Should she on this occasion call in the helicopter herself? Get the lieutenant flown straight out to Vereton or wherever the army wanted him admitted?
CHAPTER EIGHT
KIRSTEN arrived back at the hospital to find that Lt Ross had not only been admitted, but was hooked up to a drip and was already breathing a high concentration of oxygen.
‘Mary and I will X-ray him while you dry out,’ Ken told Kirsten, who stood in the passage with muddy water pooling around her feet.
‘I’ll be right down,’ she promised, and dashed into her room for clean clothes, then headed for the bathroom.

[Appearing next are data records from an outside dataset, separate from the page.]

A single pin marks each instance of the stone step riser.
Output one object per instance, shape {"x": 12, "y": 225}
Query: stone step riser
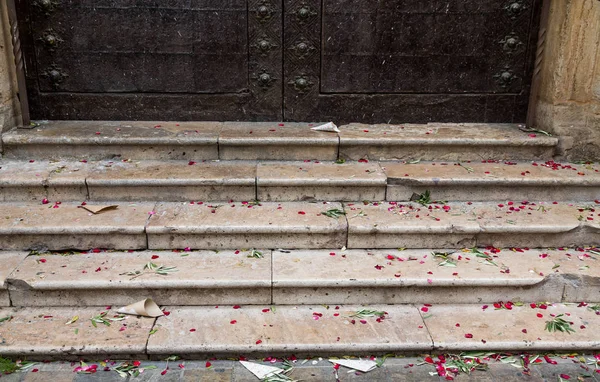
{"x": 221, "y": 295}
{"x": 292, "y": 240}
{"x": 298, "y": 225}
{"x": 294, "y": 181}
{"x": 182, "y": 193}
{"x": 200, "y": 332}
{"x": 299, "y": 277}
{"x": 272, "y": 141}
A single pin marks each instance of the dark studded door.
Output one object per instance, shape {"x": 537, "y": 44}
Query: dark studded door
{"x": 299, "y": 60}
{"x": 153, "y": 59}
{"x": 408, "y": 60}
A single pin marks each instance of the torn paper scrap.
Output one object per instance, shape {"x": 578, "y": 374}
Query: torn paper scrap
{"x": 261, "y": 371}
{"x": 146, "y": 308}
{"x": 327, "y": 127}
{"x": 356, "y": 364}
{"x": 99, "y": 209}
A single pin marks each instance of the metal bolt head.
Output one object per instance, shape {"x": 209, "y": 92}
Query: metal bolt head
{"x": 304, "y": 12}
{"x": 263, "y": 10}
{"x": 264, "y": 78}
{"x": 50, "y": 39}
{"x": 264, "y": 44}
{"x": 54, "y": 75}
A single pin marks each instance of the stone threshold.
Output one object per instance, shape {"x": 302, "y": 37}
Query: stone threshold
{"x": 273, "y": 141}
{"x": 283, "y": 181}
{"x": 298, "y": 225}
{"x": 304, "y": 277}
{"x": 199, "y": 332}
{"x": 392, "y": 369}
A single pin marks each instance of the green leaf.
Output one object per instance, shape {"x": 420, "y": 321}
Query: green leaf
{"x": 334, "y": 213}
{"x": 256, "y": 254}
{"x": 363, "y": 313}
{"x": 557, "y": 324}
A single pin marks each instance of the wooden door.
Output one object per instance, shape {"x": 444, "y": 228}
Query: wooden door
{"x": 408, "y": 60}
{"x": 153, "y": 59}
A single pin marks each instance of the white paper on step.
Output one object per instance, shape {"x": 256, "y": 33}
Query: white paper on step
{"x": 261, "y": 371}
{"x": 356, "y": 364}
{"x": 146, "y": 308}
{"x": 331, "y": 127}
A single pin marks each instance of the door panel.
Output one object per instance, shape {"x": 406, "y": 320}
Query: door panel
{"x": 407, "y": 61}
{"x": 189, "y": 59}
{"x": 341, "y": 60}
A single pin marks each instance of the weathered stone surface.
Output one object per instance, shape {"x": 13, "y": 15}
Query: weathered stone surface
{"x": 239, "y": 225}
{"x": 173, "y": 181}
{"x": 403, "y": 369}
{"x": 66, "y": 226}
{"x": 320, "y": 181}
{"x": 528, "y": 224}
{"x": 385, "y": 225}
{"x": 569, "y": 80}
{"x": 41, "y": 333}
{"x": 10, "y": 260}
{"x": 9, "y": 109}
{"x": 459, "y": 225}
{"x": 95, "y": 140}
{"x": 272, "y": 141}
{"x": 451, "y": 142}
{"x": 100, "y": 279}
{"x": 67, "y": 181}
{"x": 410, "y": 277}
{"x": 493, "y": 181}
{"x": 287, "y": 330}
{"x": 517, "y": 329}
{"x": 581, "y": 268}
{"x": 23, "y": 180}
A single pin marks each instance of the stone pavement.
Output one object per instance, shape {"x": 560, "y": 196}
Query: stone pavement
{"x": 394, "y": 369}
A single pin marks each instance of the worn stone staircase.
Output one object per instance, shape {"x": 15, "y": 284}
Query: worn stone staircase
{"x": 468, "y": 236}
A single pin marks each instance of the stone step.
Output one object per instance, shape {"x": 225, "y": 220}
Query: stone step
{"x": 503, "y": 180}
{"x": 444, "y": 142}
{"x": 200, "y": 332}
{"x": 284, "y": 181}
{"x": 237, "y": 225}
{"x": 59, "y": 226}
{"x": 301, "y": 277}
{"x": 459, "y": 225}
{"x": 273, "y": 141}
{"x": 297, "y": 225}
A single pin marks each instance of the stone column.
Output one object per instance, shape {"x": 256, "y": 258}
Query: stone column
{"x": 9, "y": 108}
{"x": 568, "y": 102}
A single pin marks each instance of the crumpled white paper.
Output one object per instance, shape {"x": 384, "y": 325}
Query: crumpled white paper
{"x": 356, "y": 364}
{"x": 261, "y": 371}
{"x": 331, "y": 127}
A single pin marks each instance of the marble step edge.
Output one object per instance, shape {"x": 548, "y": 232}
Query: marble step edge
{"x": 300, "y": 277}
{"x": 194, "y": 332}
{"x": 107, "y": 173}
{"x": 113, "y": 132}
{"x": 366, "y": 225}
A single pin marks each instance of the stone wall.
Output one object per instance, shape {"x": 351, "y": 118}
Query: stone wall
{"x": 8, "y": 97}
{"x": 569, "y": 97}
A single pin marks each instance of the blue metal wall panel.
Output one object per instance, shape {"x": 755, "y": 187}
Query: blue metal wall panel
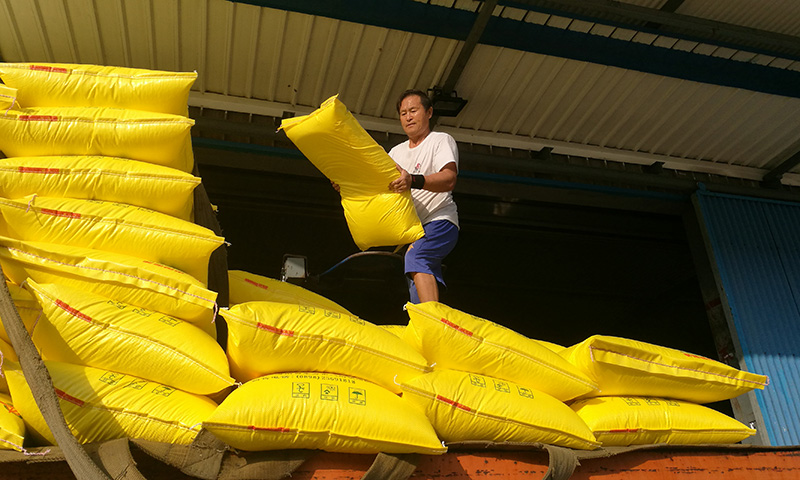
{"x": 756, "y": 247}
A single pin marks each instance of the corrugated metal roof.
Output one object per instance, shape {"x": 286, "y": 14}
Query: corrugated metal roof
{"x": 772, "y": 15}
{"x": 255, "y": 59}
{"x": 754, "y": 244}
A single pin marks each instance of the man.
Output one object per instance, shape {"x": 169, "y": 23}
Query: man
{"x": 428, "y": 166}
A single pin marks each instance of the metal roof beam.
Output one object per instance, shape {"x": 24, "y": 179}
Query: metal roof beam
{"x": 470, "y": 43}
{"x": 773, "y": 177}
{"x": 634, "y": 16}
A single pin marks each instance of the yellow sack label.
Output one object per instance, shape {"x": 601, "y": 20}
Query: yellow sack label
{"x": 127, "y": 279}
{"x": 12, "y": 428}
{"x": 621, "y": 366}
{"x": 268, "y": 337}
{"x": 26, "y": 306}
{"x": 335, "y": 413}
{"x": 158, "y": 138}
{"x": 626, "y": 421}
{"x": 82, "y": 328}
{"x": 248, "y": 287}
{"x": 71, "y": 85}
{"x": 116, "y": 228}
{"x": 455, "y": 340}
{"x": 101, "y": 405}
{"x": 466, "y": 407}
{"x": 110, "y": 179}
{"x": 333, "y": 140}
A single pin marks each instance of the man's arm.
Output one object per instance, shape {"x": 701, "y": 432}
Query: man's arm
{"x": 442, "y": 181}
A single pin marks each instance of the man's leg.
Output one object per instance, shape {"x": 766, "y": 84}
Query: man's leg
{"x": 427, "y": 288}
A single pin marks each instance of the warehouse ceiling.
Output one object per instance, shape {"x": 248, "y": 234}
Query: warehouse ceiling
{"x": 690, "y": 87}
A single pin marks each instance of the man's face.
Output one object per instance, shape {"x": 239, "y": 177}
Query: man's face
{"x": 413, "y": 116}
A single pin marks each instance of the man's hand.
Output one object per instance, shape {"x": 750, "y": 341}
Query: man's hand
{"x": 401, "y": 184}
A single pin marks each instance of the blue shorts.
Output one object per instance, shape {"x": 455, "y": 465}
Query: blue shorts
{"x": 426, "y": 254}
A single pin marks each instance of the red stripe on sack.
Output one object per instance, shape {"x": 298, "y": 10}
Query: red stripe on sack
{"x": 453, "y": 325}
{"x": 279, "y": 331}
{"x": 60, "y": 213}
{"x": 155, "y": 264}
{"x": 39, "y": 170}
{"x": 271, "y": 429}
{"x": 65, "y": 396}
{"x": 453, "y": 403}
{"x": 259, "y": 285}
{"x": 73, "y": 311}
{"x": 695, "y": 356}
{"x": 38, "y": 118}
{"x": 45, "y": 68}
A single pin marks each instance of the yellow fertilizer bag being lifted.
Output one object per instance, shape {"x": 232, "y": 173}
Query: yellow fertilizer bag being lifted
{"x": 111, "y": 179}
{"x": 124, "y": 278}
{"x": 333, "y": 140}
{"x": 454, "y": 340}
{"x": 86, "y": 329}
{"x": 269, "y": 337}
{"x": 465, "y": 407}
{"x": 113, "y": 227}
{"x": 158, "y": 138}
{"x": 71, "y": 85}
{"x": 26, "y": 306}
{"x": 622, "y": 421}
{"x": 248, "y": 287}
{"x": 101, "y": 405}
{"x": 621, "y": 366}
{"x": 321, "y": 411}
{"x": 12, "y": 427}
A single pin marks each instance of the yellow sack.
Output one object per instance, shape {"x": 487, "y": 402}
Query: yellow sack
{"x": 127, "y": 279}
{"x": 248, "y": 287}
{"x": 112, "y": 227}
{"x": 101, "y": 405}
{"x": 623, "y": 421}
{"x": 70, "y": 85}
{"x": 158, "y": 138}
{"x": 335, "y": 413}
{"x": 552, "y": 346}
{"x": 465, "y": 407}
{"x": 398, "y": 330}
{"x": 86, "y": 329}
{"x": 12, "y": 428}
{"x": 268, "y": 337}
{"x": 628, "y": 367}
{"x": 111, "y": 179}
{"x": 26, "y": 306}
{"x": 454, "y": 340}
{"x": 333, "y": 140}
{"x": 6, "y": 353}
{"x": 8, "y": 97}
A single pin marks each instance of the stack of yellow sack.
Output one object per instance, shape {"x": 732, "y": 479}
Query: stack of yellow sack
{"x": 621, "y": 392}
{"x": 315, "y": 376}
{"x": 652, "y": 394}
{"x": 95, "y": 222}
{"x": 491, "y": 384}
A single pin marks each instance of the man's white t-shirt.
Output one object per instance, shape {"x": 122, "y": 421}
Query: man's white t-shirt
{"x": 430, "y": 156}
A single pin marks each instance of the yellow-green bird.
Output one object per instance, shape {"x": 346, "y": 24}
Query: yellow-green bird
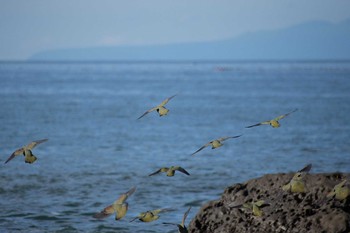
{"x": 274, "y": 122}
{"x": 150, "y": 215}
{"x": 340, "y": 191}
{"x": 254, "y": 207}
{"x": 162, "y": 111}
{"x": 170, "y": 171}
{"x": 119, "y": 207}
{"x": 27, "y": 152}
{"x": 182, "y": 227}
{"x": 297, "y": 184}
{"x": 215, "y": 143}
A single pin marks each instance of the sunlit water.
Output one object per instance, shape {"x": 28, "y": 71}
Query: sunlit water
{"x": 97, "y": 148}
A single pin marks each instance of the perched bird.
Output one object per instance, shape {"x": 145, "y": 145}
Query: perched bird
{"x": 160, "y": 108}
{"x": 120, "y": 207}
{"x": 27, "y": 152}
{"x": 255, "y": 207}
{"x": 182, "y": 227}
{"x": 215, "y": 143}
{"x": 274, "y": 122}
{"x": 296, "y": 184}
{"x": 340, "y": 191}
{"x": 150, "y": 215}
{"x": 170, "y": 171}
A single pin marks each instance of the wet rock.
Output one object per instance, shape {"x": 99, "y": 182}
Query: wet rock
{"x": 287, "y": 212}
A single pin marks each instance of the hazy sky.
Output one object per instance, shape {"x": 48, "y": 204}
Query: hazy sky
{"x": 29, "y": 26}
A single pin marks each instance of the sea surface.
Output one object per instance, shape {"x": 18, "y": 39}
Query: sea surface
{"x": 97, "y": 149}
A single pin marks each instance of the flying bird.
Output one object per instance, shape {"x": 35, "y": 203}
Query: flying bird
{"x": 119, "y": 207}
{"x": 297, "y": 184}
{"x": 215, "y": 143}
{"x": 170, "y": 171}
{"x": 254, "y": 207}
{"x": 274, "y": 122}
{"x": 159, "y": 108}
{"x": 150, "y": 215}
{"x": 27, "y": 152}
{"x": 182, "y": 227}
{"x": 340, "y": 191}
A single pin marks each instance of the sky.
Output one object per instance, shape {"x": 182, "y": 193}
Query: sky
{"x": 31, "y": 26}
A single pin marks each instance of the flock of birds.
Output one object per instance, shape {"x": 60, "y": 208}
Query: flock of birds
{"x": 119, "y": 207}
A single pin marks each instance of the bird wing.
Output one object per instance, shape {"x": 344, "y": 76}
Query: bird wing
{"x": 124, "y": 196}
{"x": 307, "y": 168}
{"x": 120, "y": 210}
{"x": 157, "y": 211}
{"x": 204, "y": 146}
{"x": 29, "y": 157}
{"x": 164, "y": 169}
{"x": 284, "y": 115}
{"x": 259, "y": 203}
{"x": 135, "y": 218}
{"x": 185, "y": 216}
{"x": 166, "y": 101}
{"x": 180, "y": 169}
{"x": 105, "y": 212}
{"x": 261, "y": 123}
{"x": 33, "y": 144}
{"x": 14, "y": 154}
{"x": 148, "y": 111}
{"x": 225, "y": 138}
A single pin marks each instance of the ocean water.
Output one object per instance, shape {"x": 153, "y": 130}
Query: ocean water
{"x": 97, "y": 149}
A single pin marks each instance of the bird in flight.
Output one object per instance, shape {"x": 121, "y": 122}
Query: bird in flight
{"x": 340, "y": 191}
{"x": 215, "y": 143}
{"x": 159, "y": 108}
{"x": 120, "y": 207}
{"x": 182, "y": 227}
{"x": 170, "y": 171}
{"x": 150, "y": 215}
{"x": 27, "y": 152}
{"x": 274, "y": 122}
{"x": 296, "y": 184}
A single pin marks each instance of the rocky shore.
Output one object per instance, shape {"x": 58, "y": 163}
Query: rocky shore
{"x": 281, "y": 211}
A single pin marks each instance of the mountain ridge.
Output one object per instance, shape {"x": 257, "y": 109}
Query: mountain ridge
{"x": 310, "y": 41}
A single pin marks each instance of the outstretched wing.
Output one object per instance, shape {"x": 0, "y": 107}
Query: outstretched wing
{"x": 105, "y": 212}
{"x": 157, "y": 211}
{"x": 307, "y": 168}
{"x": 180, "y": 169}
{"x": 225, "y": 138}
{"x": 14, "y": 154}
{"x": 284, "y": 115}
{"x": 204, "y": 146}
{"x": 33, "y": 144}
{"x": 148, "y": 111}
{"x": 166, "y": 101}
{"x": 124, "y": 196}
{"x": 261, "y": 123}
{"x": 164, "y": 169}
{"x": 185, "y": 216}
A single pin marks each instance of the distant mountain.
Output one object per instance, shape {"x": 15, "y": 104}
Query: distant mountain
{"x": 312, "y": 40}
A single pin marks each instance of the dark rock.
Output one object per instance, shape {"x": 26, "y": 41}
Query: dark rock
{"x": 287, "y": 212}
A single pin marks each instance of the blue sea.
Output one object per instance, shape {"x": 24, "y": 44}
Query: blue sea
{"x": 97, "y": 149}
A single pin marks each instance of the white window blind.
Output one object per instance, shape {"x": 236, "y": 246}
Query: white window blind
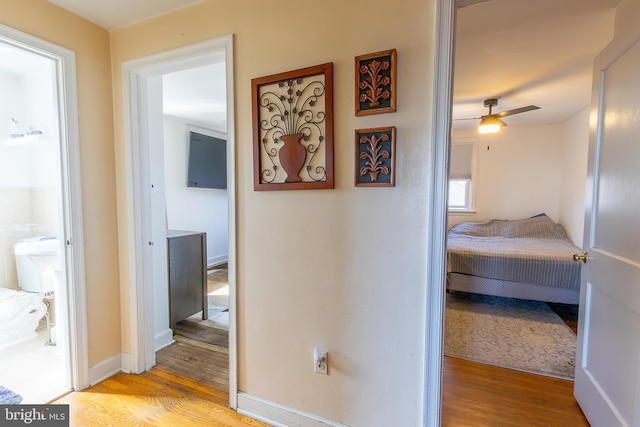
{"x": 461, "y": 162}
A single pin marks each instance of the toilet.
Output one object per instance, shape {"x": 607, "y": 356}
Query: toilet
{"x": 38, "y": 265}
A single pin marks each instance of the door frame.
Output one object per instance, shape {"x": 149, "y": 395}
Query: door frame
{"x": 445, "y": 17}
{"x": 134, "y": 73}
{"x": 77, "y": 351}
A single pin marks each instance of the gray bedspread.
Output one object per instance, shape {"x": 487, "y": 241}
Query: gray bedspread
{"x": 533, "y": 250}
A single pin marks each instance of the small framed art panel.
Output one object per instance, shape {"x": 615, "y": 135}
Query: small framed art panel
{"x": 375, "y": 83}
{"x": 375, "y": 157}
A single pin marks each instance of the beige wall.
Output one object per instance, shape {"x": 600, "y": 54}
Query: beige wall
{"x": 91, "y": 46}
{"x": 340, "y": 268}
{"x": 518, "y": 172}
{"x": 575, "y": 153}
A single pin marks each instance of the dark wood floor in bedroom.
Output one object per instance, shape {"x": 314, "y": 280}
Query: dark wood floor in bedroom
{"x": 568, "y": 313}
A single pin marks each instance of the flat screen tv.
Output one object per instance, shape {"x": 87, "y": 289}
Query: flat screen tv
{"x": 207, "y": 166}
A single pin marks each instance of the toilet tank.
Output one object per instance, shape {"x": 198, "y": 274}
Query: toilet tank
{"x": 38, "y": 263}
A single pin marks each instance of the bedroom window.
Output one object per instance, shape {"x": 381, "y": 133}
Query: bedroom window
{"x": 461, "y": 174}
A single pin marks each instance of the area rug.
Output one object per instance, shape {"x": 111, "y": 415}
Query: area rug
{"x": 510, "y": 333}
{"x": 7, "y": 397}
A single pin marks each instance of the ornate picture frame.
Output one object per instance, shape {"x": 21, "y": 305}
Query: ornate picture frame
{"x": 293, "y": 129}
{"x": 375, "y": 83}
{"x": 375, "y": 157}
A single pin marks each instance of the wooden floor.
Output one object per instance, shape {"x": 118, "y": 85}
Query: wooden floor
{"x": 482, "y": 395}
{"x": 201, "y": 362}
{"x": 473, "y": 395}
{"x": 154, "y": 398}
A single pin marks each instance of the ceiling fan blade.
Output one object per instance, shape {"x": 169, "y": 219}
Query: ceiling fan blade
{"x": 517, "y": 111}
{"x": 468, "y": 118}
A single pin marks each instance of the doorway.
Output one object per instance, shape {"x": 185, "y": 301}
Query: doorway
{"x": 150, "y": 310}
{"x": 42, "y": 334}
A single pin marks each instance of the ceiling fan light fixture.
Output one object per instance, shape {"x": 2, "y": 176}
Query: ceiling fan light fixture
{"x": 490, "y": 124}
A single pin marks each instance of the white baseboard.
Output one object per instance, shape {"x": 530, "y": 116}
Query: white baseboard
{"x": 163, "y": 339}
{"x": 212, "y": 261}
{"x": 279, "y": 415}
{"x": 105, "y": 369}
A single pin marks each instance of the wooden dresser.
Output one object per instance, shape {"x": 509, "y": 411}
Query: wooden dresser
{"x": 187, "y": 252}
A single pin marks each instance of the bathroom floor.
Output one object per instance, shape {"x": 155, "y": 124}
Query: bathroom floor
{"x": 34, "y": 370}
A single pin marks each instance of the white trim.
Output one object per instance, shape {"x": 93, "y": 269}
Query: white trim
{"x": 216, "y": 260}
{"x": 141, "y": 312}
{"x": 279, "y": 415}
{"x": 71, "y": 190}
{"x": 440, "y": 136}
{"x": 163, "y": 339}
{"x": 105, "y": 369}
{"x": 126, "y": 363}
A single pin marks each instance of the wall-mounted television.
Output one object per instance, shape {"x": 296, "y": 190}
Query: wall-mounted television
{"x": 207, "y": 167}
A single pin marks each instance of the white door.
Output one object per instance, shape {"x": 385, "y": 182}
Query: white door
{"x": 607, "y": 383}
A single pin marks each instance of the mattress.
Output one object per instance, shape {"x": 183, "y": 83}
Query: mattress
{"x": 533, "y": 250}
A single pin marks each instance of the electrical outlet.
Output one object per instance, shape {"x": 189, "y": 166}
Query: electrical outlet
{"x": 321, "y": 361}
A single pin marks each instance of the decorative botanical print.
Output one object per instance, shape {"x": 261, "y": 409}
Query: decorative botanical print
{"x": 375, "y": 83}
{"x": 375, "y": 157}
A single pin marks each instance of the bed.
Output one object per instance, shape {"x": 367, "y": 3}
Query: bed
{"x": 530, "y": 259}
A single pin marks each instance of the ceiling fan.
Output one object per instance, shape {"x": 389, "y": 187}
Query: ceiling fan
{"x": 492, "y": 122}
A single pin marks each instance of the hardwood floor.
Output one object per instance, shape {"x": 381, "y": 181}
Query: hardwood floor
{"x": 473, "y": 395}
{"x": 198, "y": 361}
{"x": 155, "y": 398}
{"x": 482, "y": 395}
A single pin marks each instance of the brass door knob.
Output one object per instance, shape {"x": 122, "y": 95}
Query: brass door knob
{"x": 581, "y": 257}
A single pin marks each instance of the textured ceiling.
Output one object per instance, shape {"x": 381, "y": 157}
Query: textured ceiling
{"x": 528, "y": 52}
{"x": 521, "y": 51}
{"x": 112, "y": 14}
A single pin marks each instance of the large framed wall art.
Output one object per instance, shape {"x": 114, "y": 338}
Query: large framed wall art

What she wanted was a long soak in a bath, or at least ten minutes thawing out under steaming hot water in the shower. What she got was a quick splash, in and out, time to wash her hair and remove the more obvious patches of sticky mud.
She knew Ken would have tested James’s reflexes, would have used the Glasgow coma scale and the DERM mnemonic to assess his condition, but because it was James—or perhaps because it was a soldier—Kirsten was still anxious.
‘There’s a hairline lineal fracture, not displaced, on the temporal bone,’ Ken told her, meeting her outside the room he’d allotted to James. ‘I’d say that whatever hit him and caused the flesh wound either knocked him into something hard, or he was bounced against something as he was swept away.’
Ken’s hesitancy told her there was more.
‘What?’ she asked.
‘He’s conscious, answering questions, responding to physical and oral stimuli. Pupils constricting to light, respiration good. He feels sick, which is natural considering the amount of water he probably swallowed, but he can’t remember anything about the accident—’
‘That’s not unusual,’ Kirsten said.
‘Or who he is,’ Ken finished.
‘Oh!’
They’d come to the crux of the matter.
‘Temporal lobe injury can lead to temporary amnesia,’ she reminded Ken. ‘Hopefully, that’s all it is.’